How to avoid pressure sores from forming, a few measures need to be taken…

Keep the skin clean and dry. Use cream for dry skin and if possible use water-based cream.

Dress the person in zipper and button free clothing. And try to dress the person in loose fitting, lightweight clothing.

Avoid creases and crumbs in the bed.

Change the person’s position regularly – every hour if possible, though in nursing homes it is not always possible to do so and every 2 hours positions might get changed.

Sweat and body fluids will also create pressure sores.
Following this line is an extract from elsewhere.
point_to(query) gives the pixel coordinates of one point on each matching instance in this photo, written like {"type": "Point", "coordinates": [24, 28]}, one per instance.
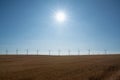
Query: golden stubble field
{"type": "Point", "coordinates": [94, 67]}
Ensure the bed is always dry.

Cotton bedding is the best for bedridden persons as sweat will be absorbed and try to avoid plastic bed protectors and rather use waterproof cotton protectors.

And use pillows to lift and support pressure point areas.

How will you know if a pressure sore is forming?

The area where there was pressure will be red. As pressure is constantly applied the area will become an open sore and eventually it will become a hole where you will be able to see the bone underneath. This is the last stage of a pressure sore. The skin will be black in the area and there might be a nasty smell. When a pressure sore is suspected, call on your doctor and he will advise you on how to go forward. But there is a way for you to halt the pressure sore forming into a huge sore.

When you see the redness of the pressure area/s that the person was laying on or pressing on, then change the position and rub gently a little water-based cream onto the area. The redness will disappear.

Remember: you are doing your best, and if a pressure sore should form – well you did your best and you need not be hard on yourself. In the nursing world one can never know it all. We always learn new things every day. Keep up the good work and your efforts will be rewarded.